The findings which the court has adopted review in detail these and the other estimates. With regard to the volume of the productive zones, Commissioner McConnaughey concluded that the evidence, physical and otherwise, supported the determination of Hinson, but not that of Sur. The commissioner found, for example, that there was no substantial basis for the view of plaintiff's experts that large quantities of gas were contained in cracks, fractures, and solution cavities. The commissioner agreed with Hinson that only in porous rock was a sizable volume of gas located. Similarly, Commissioner McConnaughey determined that the recovery factor used by Sur, 92 percent, was excessive and that the 80 percent utilized by Hinson was proper. It is unnecessary to repeat here the reasons expressed by the commissioner for his rejection of Sur's estimate. It is sufficient to state that plaintiff has not persuaded us that the commissioner's evaluation of the evidence was erroneous. The findings of the commissioner are presumed to be correct and the arguments offered by plaintiff are inadequate to show the contrary. Cf. Davis v. United States, 164 Ct.Cl. 612, 616 (1964).


In asserting that Commissioner McConnaughey took an improper approach, plaintiff stresses the matter of leakage. According to plaintiff, the two gas wells were mismanaged with the result that a vast amount of gas was lost. Plaintiff states that, because the commissioner misconstrued the evidence on leakage, he could not properly evaluate the estimates of the reserve.

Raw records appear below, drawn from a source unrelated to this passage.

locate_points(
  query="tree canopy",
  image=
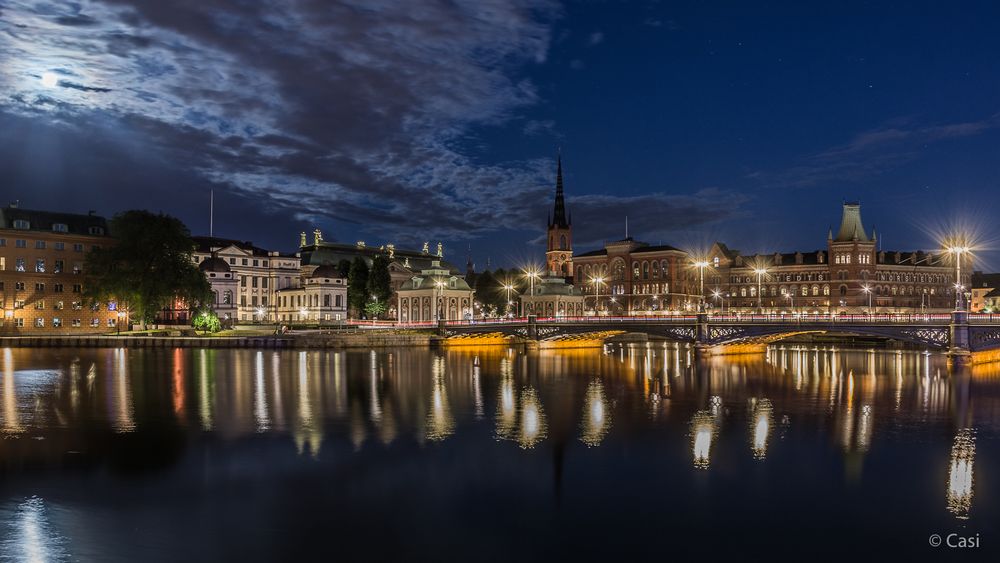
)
(148, 268)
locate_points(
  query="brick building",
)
(42, 255)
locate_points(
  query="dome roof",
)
(213, 264)
(326, 271)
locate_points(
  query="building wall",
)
(41, 284)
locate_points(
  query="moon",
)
(50, 79)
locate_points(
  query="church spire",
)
(559, 210)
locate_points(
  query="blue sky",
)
(739, 121)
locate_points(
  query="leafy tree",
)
(148, 268)
(344, 267)
(206, 321)
(357, 284)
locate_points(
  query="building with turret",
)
(559, 248)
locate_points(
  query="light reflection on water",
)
(581, 409)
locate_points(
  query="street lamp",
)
(958, 250)
(701, 265)
(760, 297)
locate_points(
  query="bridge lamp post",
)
(701, 265)
(760, 298)
(958, 251)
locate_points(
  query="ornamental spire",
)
(559, 210)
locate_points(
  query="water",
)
(631, 453)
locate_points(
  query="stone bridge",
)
(959, 333)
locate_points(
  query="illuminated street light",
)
(760, 298)
(701, 265)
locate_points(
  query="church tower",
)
(559, 252)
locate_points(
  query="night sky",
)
(403, 121)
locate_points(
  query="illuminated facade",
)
(845, 277)
(42, 255)
(436, 292)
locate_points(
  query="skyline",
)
(384, 125)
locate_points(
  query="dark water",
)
(419, 455)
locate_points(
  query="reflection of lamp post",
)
(701, 265)
(760, 297)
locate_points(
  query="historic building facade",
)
(319, 297)
(437, 292)
(259, 274)
(42, 256)
(551, 296)
(850, 275)
(628, 277)
(559, 246)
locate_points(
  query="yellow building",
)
(42, 254)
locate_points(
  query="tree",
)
(379, 280)
(206, 321)
(344, 267)
(148, 268)
(357, 285)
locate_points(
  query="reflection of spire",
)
(125, 415)
(11, 420)
(440, 423)
(960, 473)
(260, 395)
(596, 414)
(761, 419)
(533, 422)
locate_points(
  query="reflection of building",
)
(41, 272)
(320, 296)
(559, 249)
(631, 277)
(834, 279)
(436, 292)
(552, 297)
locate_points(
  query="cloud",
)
(871, 153)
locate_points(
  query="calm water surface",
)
(631, 453)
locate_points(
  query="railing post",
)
(959, 351)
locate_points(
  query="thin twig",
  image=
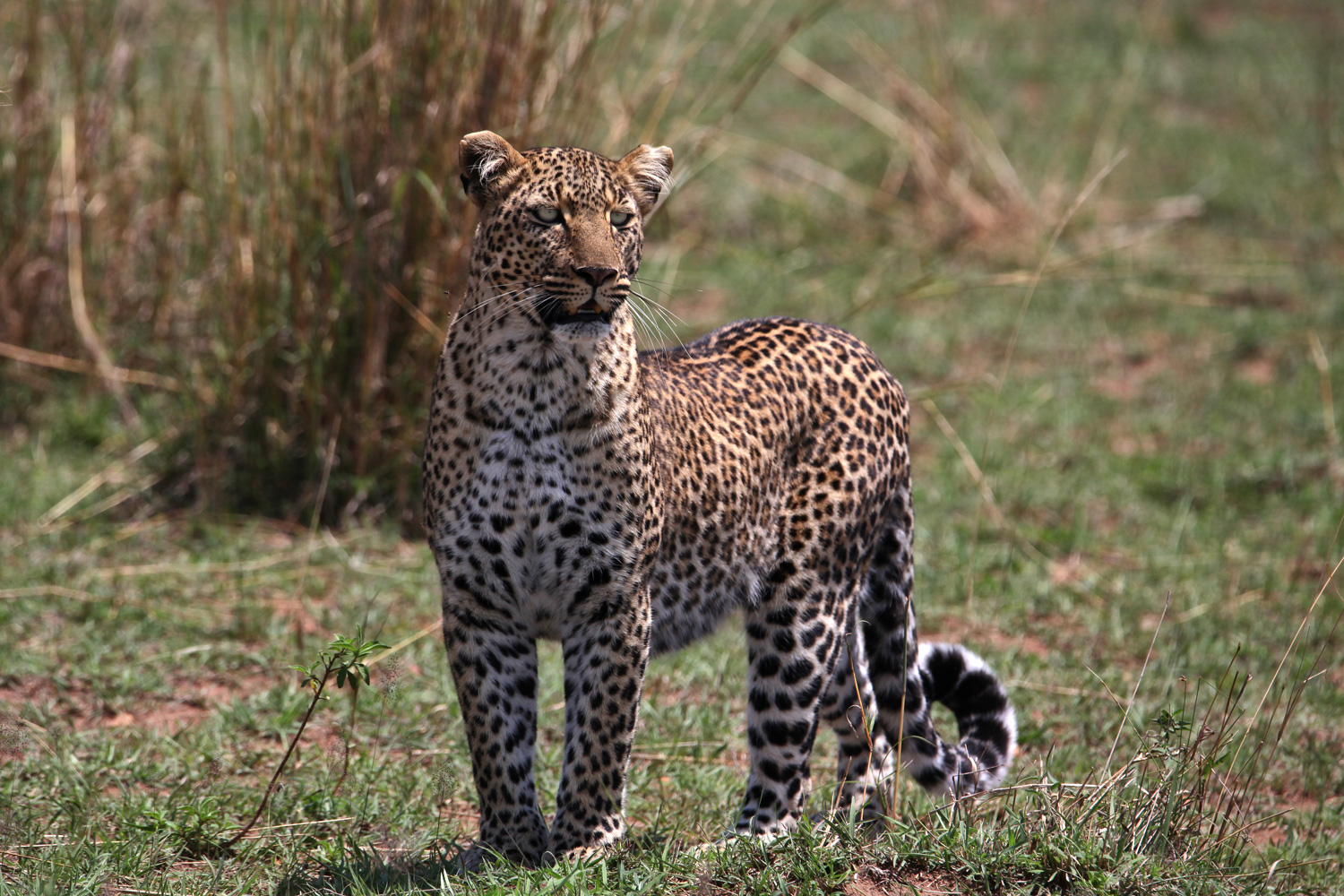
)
(77, 366)
(74, 268)
(401, 645)
(110, 471)
(1134, 692)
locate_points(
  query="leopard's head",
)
(561, 230)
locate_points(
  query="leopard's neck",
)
(511, 373)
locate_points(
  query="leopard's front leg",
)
(607, 651)
(495, 673)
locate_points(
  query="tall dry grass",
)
(261, 215)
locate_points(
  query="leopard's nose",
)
(596, 276)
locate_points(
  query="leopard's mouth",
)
(588, 314)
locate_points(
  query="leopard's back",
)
(774, 440)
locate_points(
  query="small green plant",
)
(343, 659)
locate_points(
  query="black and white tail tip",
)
(986, 726)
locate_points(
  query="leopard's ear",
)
(486, 159)
(648, 174)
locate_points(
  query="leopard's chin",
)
(583, 317)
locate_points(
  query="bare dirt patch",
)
(77, 702)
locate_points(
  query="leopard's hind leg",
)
(906, 678)
(863, 761)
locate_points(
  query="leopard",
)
(625, 503)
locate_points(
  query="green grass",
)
(1166, 421)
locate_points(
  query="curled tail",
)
(986, 726)
(886, 676)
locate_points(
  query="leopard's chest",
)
(535, 520)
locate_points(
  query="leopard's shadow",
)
(379, 872)
(374, 871)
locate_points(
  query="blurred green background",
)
(1101, 244)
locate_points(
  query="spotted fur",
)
(625, 503)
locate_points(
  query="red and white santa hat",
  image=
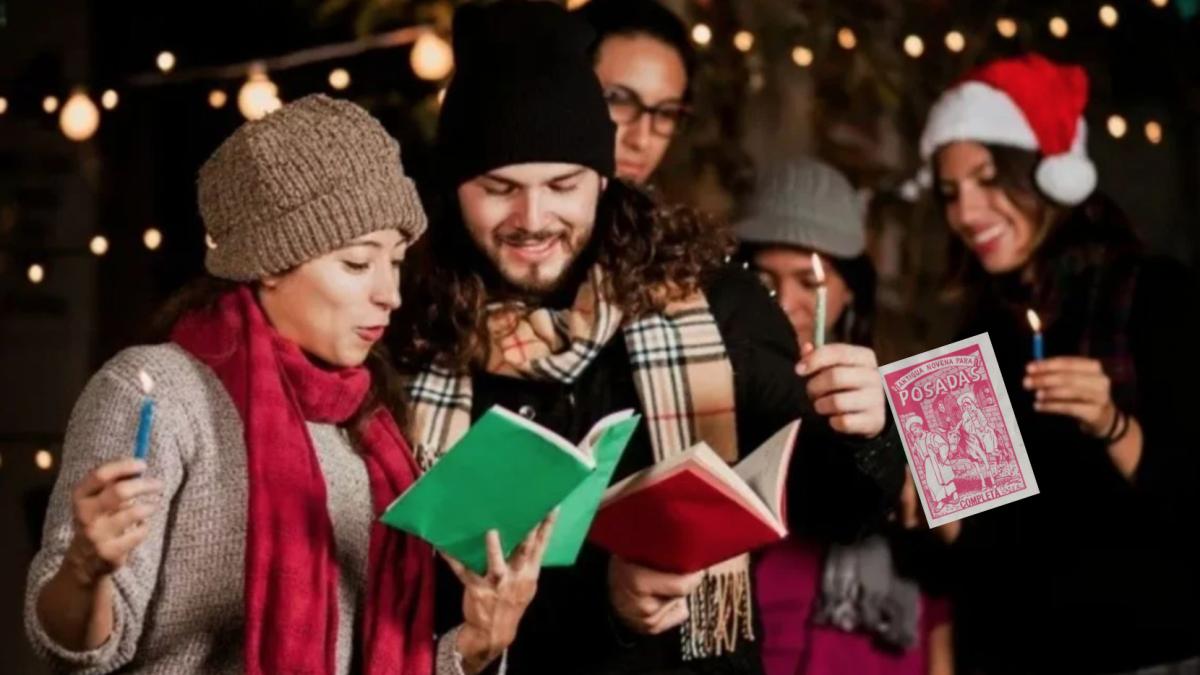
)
(1026, 102)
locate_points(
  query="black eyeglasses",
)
(627, 107)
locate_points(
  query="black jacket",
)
(837, 485)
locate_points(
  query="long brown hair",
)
(1083, 269)
(1095, 230)
(203, 293)
(645, 246)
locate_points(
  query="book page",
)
(587, 446)
(534, 428)
(765, 470)
(703, 461)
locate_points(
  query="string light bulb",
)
(1109, 16)
(743, 41)
(1153, 132)
(151, 238)
(432, 57)
(258, 96)
(1117, 126)
(79, 118)
(802, 55)
(955, 41)
(99, 245)
(340, 78)
(846, 39)
(1059, 28)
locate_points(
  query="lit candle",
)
(1038, 345)
(147, 417)
(819, 317)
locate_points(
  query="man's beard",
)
(540, 280)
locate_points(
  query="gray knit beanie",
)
(300, 183)
(803, 202)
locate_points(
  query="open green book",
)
(508, 473)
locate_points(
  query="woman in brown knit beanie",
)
(247, 541)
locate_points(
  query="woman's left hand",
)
(493, 603)
(1073, 387)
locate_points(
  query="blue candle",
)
(145, 419)
(1039, 351)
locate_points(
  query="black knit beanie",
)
(523, 91)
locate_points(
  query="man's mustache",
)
(525, 237)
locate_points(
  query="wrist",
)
(77, 572)
(475, 649)
(1107, 426)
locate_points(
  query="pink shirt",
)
(787, 580)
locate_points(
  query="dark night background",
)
(861, 109)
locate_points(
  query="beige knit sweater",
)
(179, 599)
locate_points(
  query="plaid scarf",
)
(684, 382)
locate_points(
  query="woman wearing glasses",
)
(645, 64)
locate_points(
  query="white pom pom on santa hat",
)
(1068, 178)
(1027, 102)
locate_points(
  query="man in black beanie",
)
(565, 294)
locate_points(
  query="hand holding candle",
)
(1038, 345)
(819, 317)
(145, 419)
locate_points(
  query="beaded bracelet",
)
(1125, 429)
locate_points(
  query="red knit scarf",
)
(291, 583)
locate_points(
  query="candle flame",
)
(147, 382)
(817, 269)
(1035, 322)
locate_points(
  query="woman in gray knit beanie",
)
(246, 538)
(832, 605)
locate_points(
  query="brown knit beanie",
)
(300, 183)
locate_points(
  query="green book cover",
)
(508, 473)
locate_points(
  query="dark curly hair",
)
(623, 18)
(646, 248)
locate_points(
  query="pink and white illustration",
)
(959, 432)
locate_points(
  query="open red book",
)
(693, 511)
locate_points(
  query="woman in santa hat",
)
(1098, 573)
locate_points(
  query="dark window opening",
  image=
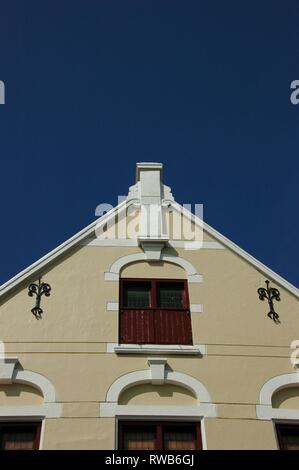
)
(154, 311)
(159, 436)
(288, 436)
(19, 436)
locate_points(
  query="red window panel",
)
(154, 311)
(149, 435)
(173, 327)
(137, 326)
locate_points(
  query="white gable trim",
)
(88, 232)
(36, 267)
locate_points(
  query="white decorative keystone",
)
(157, 365)
(152, 248)
(7, 366)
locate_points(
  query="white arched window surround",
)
(120, 263)
(265, 410)
(10, 374)
(111, 408)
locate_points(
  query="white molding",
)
(47, 410)
(36, 267)
(209, 245)
(120, 263)
(267, 413)
(196, 308)
(38, 381)
(112, 306)
(157, 366)
(275, 384)
(265, 410)
(196, 350)
(7, 367)
(205, 408)
(110, 410)
(89, 231)
(144, 376)
(50, 408)
(152, 249)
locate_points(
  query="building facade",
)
(148, 339)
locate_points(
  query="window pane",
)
(289, 436)
(21, 438)
(170, 295)
(139, 439)
(137, 295)
(178, 439)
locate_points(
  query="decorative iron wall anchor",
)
(270, 293)
(38, 289)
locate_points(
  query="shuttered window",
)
(159, 436)
(154, 311)
(19, 436)
(288, 436)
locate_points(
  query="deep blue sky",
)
(92, 86)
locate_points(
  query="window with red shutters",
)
(150, 435)
(154, 311)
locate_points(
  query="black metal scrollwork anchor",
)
(270, 293)
(38, 290)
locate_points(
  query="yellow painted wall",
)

The question of leakage will be discussed infra. Even if we were to assume arguendo that substantial amounts of gas did leak, this would not mean that the validity of Sur's estimate of 47.3 billion cubic feet is established. Plaintiff appears to suggest that the primary reason for rejecting Sur's estimate was the fact that it greatly exceeded the amount of gas actually produced (approximately 1.2 billion cubic feet). Although defendant argues that great significance should be attributed to actual production, we need not adopt this approach. Commissioner McConnaughey considered a wide variety of factors, including such matters as the character of the rock and the shape of the pertinent strata. Matters of this type provide an ample basis for refusing to accept Sur's estimate, and their cogency does not depend upon the amount of gas produced from the wells.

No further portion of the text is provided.